Popular AIs head-to-head: OpenAI beats DeepSeek on sentence-level reasoning

Jelina Preethi via Getty Images

COMMENTARY | Large language model AIs can ingest long documents and answer questions about them, but a key question is how well they ‘understand’ individual sentences in the documents.

ChatGPT and other AI chatbots based on large language models are known to occasionally make things up, including scientific and legal citations. It turns out that measuring how accurate an AI model’s citations are is a good way of assessing the model’s reasoning abilities.

An AI model “reasons” by breaking down a query into steps and working through them in order. Think of how you learned to solve math word problems in school.

Ideally, to generate citations an AI model would understand the key concepts in a document, generate a ranked list of relevant papers to cite, and provide convincing reasoning for how each suggested paper supports the corresponding text. It would highlight specific connections between the text and the cited research, clarifying why each source matters.

The question is, can today’s models be trusted to make these connections and provide clear reasoning that justifies their source choices? The answer goes beyond citation accuracy to address how useful and accurate large language models are for any information retrieval purpose.

I’m a computer scientist. My colleagues − researchers from the AI Institute at the University of South Carolina, Ohio State University and University of Maryland Baltimore County − and I have developed the Reasons benchmark to test how well large language models can automatically generate research citations and provide understandable reasoning.

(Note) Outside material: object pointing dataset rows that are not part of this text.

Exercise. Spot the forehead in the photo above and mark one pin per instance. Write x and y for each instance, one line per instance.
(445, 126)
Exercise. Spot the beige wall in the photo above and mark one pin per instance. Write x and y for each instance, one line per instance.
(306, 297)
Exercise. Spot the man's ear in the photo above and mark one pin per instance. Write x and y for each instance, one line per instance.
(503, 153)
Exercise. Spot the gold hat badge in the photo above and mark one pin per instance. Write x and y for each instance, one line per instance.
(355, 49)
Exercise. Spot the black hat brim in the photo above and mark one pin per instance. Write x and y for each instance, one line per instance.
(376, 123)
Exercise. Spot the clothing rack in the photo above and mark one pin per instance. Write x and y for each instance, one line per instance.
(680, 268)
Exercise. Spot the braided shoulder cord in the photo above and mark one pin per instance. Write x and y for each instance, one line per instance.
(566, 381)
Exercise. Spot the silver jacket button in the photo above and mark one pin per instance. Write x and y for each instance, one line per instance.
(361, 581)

We used the benchmark to compare the performance of two popular AI reasoning models, DeepSeek’s R1 and OpenAI’s o1. Though DeepSeek made headlines with its stunning efficiency and cost-effectiveness, the Chinese upstart has a way to go to match OpenAI’s reasoning performance.

Sentence Specific

The accuracy of citations has a lot to do with whether the AI model is reasoning about information at the sentence level rather than paragraph or document level. Paragraph-level and document-level citations can be thought of as throwing a large chunk of information into a large language model and asking it to provide many citations.

In this process, the large language model overgeneralizes and misinterprets individual sentences. The user ends up with citations that explain the whole paragraph or document, not the relatively fine-grained information in the sentence.

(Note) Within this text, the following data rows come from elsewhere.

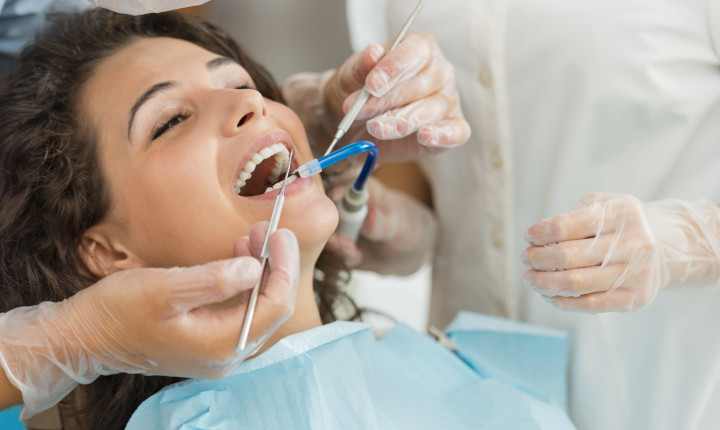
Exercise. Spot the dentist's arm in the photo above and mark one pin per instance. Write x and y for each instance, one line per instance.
(149, 321)
(616, 253)
(415, 110)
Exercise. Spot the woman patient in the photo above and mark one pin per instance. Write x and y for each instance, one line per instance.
(149, 142)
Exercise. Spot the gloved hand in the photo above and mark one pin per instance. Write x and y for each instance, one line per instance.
(416, 107)
(139, 7)
(615, 253)
(397, 236)
(149, 321)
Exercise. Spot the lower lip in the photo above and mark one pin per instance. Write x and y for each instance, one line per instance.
(297, 186)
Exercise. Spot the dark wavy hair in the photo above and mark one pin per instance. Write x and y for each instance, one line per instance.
(52, 189)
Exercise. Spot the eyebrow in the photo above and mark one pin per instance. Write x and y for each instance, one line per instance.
(145, 97)
(213, 64)
(219, 62)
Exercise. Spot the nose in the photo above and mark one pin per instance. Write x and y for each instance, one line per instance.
(245, 107)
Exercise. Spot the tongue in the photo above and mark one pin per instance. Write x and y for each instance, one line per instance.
(259, 181)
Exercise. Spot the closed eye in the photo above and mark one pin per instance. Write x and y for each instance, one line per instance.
(167, 125)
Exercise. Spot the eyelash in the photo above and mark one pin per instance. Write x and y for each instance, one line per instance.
(182, 116)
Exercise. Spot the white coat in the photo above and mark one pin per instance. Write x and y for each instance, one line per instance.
(566, 97)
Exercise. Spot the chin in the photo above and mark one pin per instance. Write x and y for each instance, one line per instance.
(313, 224)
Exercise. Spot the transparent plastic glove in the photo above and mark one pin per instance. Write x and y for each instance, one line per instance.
(397, 236)
(152, 321)
(415, 111)
(615, 253)
(139, 7)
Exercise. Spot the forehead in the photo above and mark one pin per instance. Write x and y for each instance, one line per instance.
(125, 74)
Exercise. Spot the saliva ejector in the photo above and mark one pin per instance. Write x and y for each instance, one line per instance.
(353, 206)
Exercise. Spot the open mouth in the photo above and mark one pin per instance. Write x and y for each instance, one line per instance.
(264, 171)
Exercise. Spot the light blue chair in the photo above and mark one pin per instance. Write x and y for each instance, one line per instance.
(10, 419)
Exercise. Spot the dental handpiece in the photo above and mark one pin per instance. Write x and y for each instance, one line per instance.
(362, 98)
(352, 208)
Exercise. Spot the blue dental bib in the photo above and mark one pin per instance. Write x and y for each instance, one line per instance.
(339, 376)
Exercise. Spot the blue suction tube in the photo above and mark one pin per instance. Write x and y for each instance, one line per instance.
(315, 166)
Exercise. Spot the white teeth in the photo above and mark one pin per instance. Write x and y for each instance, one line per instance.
(277, 186)
(282, 159)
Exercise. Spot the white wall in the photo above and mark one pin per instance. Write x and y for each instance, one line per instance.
(287, 36)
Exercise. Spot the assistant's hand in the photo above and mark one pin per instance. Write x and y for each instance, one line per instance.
(396, 237)
(176, 322)
(615, 253)
(415, 111)
(415, 107)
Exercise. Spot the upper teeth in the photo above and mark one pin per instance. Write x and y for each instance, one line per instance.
(282, 159)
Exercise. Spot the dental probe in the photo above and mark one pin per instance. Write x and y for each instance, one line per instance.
(359, 102)
(274, 219)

Further, reasoning suffers when you ask the large language model to read through an entire document. These models mostly rely on memorizing patterns that they typically are better at finding at the beginning and end of longer texts than in the middle. This makes it difficult for them to fully understand all the important information throughout a long document.

Large language models get confused because paragraphs and documents hold a lot of information, which affects citation generation and the reasoning process. Consequently, reasoning from large language models over paragraphs and documents becomes more like summarizing or paraphrasing.

The Reasons benchmark addresses this weakness by examining large language models’ citation generation and reasoning.

Testing Citations and Reasoning

Following the release of DeepSeek R1 in January 2025, we wanted to examine its accuracy in generating citations and its quality of reasoning and compare it with OpenAI’s o1 model. We created a paragraph that had sentences from different sources, gave the models individual sentences from this paragraph, and asked for citations and reasoning.

To start our test, we developed a small test bed of about 4,100 research articles around four key topics that are related to human brains and computer science: neurons and cognition, human-computer interaction, databases and artificial intelligence. We evaluated the models using two measures: F-1 score, which measures how accurate the provided citation is, and hallucination rate, which measures how sound the model’s reasoning is − that is, how often it produces an inaccurate or misleading response.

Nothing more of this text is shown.